Segundo Waldemar, a esposa tem um problema circulatório e foi aconselhada pelos médicos a não envelhecer em um lugar frio. Decidiram morar em Goiânia, onde ela tem mais de 10 irmãos. Ele diz ter repetido a história dezena de vezes nos últimos dias, tal o interesse da imprensa pelo fim da Botinha. Conta ter sido procurado por um jornal de São Paulo.
— Mas eu desconfio que essa reportagem não vai sair, porque a menina queria porque queria que eu falasse algo sobre o governo. Eu aprendi que lojista tem de se dar bem com todo mundo, então sobre política, religião e futebol eu não falo com ninguém — diz.
Mais ou menos. Sobre religião, Waldemar fala um bocado. Na caixa registradora, colou os dizeres: "Maria passa na frente". Algo a ser repetido em momentos de dificuldade, para que Nossa Senhora abra caminhos. Também junto à registradora ele plastificou o mantra budista "Nam myoho renge kyo" e, no verso, a sua livre tradução do Sutra de Lótus, escrita à caneta: "Devota-te a lei de causa e efeito que rege a vida".
— Eu interpreto que a sorte está com todo mundo. O que volta para ti é o que tu oferece para os outros. Aquele camarada que troca as moedas aqui, por exemplo. Se ele me fez dar R$ 10 a mais agora, tudo bem. Deixo passar. Problema é dele, que se me passar a perna, um dia vai perder o lugar para trocar as moedas dele. Entende?
Sendo o último dia da loja, não faz muito sentido. Mas é apenas mais um exemplo de que Waldemar passa as últimas horas fingindo não serem as últimas. É Mercedes quem, perto dos últimos minutos de atividade, sai dos fundos da loja com fatias de torta e oferece aos clientes. Waldemar age naturalmente, à exceção das palavras decoradas, mas sinceras, que repete a cada cliente que aproveita a última compra para contornar o balcão e se despedir:
— Eu levo no meu coração a fotografia de todos vocês.

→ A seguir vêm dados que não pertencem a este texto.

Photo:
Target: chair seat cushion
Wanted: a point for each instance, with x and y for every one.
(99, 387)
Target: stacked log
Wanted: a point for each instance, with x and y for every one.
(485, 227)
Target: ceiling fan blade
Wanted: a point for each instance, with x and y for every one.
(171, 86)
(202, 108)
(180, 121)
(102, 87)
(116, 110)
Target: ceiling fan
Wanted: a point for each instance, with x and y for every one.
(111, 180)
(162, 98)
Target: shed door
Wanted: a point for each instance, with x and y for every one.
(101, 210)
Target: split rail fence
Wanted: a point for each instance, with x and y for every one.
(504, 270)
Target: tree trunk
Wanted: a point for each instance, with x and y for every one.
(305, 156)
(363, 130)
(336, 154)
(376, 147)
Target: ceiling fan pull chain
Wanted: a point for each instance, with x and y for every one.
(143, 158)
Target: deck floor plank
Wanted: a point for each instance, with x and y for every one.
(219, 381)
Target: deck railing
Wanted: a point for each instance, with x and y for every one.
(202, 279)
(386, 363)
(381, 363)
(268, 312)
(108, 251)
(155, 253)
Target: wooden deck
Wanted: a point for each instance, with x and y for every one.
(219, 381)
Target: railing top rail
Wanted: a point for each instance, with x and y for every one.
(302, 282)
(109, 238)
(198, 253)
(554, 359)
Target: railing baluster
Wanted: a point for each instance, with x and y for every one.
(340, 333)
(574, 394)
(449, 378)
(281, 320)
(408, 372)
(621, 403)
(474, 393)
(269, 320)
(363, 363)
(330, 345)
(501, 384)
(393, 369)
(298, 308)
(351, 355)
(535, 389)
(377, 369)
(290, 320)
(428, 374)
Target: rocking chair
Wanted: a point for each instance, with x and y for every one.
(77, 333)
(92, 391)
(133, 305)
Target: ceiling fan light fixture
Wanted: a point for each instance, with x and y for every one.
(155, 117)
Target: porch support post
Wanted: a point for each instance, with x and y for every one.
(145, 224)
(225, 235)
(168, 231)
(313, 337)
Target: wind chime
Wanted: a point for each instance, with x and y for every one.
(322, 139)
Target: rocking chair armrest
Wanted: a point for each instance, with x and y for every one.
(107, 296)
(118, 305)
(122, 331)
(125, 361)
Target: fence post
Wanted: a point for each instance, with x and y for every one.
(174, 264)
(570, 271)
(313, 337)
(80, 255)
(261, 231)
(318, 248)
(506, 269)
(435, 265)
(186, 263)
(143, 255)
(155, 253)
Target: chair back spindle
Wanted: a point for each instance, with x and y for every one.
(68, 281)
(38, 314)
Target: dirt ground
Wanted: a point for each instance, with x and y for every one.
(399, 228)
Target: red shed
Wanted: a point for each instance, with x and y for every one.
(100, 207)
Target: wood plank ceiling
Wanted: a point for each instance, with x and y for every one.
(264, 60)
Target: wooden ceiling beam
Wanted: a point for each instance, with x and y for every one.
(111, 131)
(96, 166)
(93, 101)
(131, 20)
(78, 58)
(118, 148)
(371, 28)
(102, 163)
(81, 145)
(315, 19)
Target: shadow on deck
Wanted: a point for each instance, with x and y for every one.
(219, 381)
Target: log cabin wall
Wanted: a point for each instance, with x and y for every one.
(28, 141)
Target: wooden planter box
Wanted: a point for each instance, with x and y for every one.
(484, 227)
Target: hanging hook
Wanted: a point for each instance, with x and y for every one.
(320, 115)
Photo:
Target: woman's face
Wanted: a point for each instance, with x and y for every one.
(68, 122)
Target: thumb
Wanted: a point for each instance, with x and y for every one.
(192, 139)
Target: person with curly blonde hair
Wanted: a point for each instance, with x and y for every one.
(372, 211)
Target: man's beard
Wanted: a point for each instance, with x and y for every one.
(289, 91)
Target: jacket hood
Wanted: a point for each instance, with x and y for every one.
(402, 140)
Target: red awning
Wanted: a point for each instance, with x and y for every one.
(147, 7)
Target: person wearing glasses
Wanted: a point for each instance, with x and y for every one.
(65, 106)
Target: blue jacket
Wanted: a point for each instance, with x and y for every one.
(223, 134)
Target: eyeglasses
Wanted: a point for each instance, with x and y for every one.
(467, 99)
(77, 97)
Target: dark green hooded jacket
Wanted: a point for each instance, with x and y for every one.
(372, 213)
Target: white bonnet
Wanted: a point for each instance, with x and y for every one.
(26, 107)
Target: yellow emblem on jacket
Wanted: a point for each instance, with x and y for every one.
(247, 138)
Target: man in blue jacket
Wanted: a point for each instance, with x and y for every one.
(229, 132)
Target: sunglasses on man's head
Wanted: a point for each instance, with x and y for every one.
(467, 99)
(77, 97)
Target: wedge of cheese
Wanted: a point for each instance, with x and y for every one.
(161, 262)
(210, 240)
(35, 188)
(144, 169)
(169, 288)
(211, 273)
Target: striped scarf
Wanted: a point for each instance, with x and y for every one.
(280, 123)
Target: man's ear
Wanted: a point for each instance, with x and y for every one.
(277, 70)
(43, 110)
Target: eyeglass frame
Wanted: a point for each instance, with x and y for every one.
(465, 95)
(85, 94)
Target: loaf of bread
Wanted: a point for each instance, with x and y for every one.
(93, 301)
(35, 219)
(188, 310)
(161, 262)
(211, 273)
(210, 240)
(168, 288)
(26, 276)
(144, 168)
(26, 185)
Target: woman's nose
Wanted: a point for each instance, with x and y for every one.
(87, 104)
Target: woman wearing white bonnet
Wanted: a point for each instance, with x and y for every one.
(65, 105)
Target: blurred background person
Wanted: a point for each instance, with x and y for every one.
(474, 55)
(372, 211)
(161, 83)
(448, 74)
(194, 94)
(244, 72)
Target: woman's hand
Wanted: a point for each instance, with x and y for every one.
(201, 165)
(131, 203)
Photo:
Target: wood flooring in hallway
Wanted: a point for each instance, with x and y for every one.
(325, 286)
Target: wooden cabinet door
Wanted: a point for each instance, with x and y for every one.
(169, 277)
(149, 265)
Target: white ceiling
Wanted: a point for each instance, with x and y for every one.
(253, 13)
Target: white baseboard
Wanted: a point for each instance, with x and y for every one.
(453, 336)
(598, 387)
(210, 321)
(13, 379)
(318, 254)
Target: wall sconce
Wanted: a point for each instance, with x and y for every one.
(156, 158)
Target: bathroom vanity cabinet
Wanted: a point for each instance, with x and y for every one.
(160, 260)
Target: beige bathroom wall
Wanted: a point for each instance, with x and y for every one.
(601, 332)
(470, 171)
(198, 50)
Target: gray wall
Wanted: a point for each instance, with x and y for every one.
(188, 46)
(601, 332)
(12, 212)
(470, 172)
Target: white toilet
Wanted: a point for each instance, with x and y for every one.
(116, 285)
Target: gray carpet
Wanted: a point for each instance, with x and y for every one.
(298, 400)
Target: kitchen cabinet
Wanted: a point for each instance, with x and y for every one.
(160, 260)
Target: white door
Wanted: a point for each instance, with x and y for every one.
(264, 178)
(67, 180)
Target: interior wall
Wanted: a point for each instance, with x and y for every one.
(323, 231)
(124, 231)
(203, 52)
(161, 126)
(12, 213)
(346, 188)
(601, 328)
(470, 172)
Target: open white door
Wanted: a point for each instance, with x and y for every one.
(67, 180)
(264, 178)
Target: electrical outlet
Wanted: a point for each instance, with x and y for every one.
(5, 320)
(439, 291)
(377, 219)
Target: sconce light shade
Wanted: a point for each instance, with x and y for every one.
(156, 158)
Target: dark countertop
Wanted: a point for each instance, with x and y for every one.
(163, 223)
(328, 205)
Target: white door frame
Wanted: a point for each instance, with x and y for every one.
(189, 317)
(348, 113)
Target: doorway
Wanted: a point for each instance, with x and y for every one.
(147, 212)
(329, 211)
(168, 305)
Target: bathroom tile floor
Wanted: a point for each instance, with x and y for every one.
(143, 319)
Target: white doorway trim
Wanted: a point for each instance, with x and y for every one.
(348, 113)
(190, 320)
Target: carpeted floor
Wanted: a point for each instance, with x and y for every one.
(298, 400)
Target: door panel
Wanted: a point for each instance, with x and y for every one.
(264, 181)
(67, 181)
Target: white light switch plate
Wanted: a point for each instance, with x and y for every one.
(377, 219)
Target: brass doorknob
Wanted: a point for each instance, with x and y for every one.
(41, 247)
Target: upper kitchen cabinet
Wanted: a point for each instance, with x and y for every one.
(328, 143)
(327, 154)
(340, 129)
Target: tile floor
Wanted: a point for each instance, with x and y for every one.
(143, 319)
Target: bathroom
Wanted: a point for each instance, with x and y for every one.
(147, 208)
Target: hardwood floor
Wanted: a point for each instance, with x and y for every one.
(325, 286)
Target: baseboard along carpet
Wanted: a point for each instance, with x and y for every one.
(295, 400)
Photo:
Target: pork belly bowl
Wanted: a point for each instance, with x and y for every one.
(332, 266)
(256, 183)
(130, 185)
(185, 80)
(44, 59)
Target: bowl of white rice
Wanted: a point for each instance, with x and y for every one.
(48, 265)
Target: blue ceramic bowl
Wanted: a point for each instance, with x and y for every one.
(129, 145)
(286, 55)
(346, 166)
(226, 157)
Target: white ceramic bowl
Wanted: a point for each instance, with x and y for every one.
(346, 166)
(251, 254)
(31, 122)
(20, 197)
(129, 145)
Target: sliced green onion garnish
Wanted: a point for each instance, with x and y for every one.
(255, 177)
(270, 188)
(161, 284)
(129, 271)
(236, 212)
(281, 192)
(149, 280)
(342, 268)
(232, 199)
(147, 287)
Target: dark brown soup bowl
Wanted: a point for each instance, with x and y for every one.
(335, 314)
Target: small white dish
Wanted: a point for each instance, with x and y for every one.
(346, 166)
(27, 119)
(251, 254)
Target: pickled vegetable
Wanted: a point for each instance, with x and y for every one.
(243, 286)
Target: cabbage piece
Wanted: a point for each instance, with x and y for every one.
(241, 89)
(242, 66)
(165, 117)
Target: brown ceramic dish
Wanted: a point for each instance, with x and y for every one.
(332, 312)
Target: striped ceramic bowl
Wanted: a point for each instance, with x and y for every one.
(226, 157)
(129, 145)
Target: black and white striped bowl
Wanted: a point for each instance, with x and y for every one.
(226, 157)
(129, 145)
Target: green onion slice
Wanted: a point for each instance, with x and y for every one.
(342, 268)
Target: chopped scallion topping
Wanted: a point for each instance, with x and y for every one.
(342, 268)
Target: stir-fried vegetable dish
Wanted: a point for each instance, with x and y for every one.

Chegada a hora de fechar a loja, Waldemar insiste para que o repórter leve uma alpargata como lembrança. Após muito insistência, aceito trocar o presente por uma última foto dele em frente à loja. Mercedes vai junto, conduzindo o marido pelo braço. Assim, o último retrato da Botinha é o que não poderia deixar de ser: o de um par sorridente.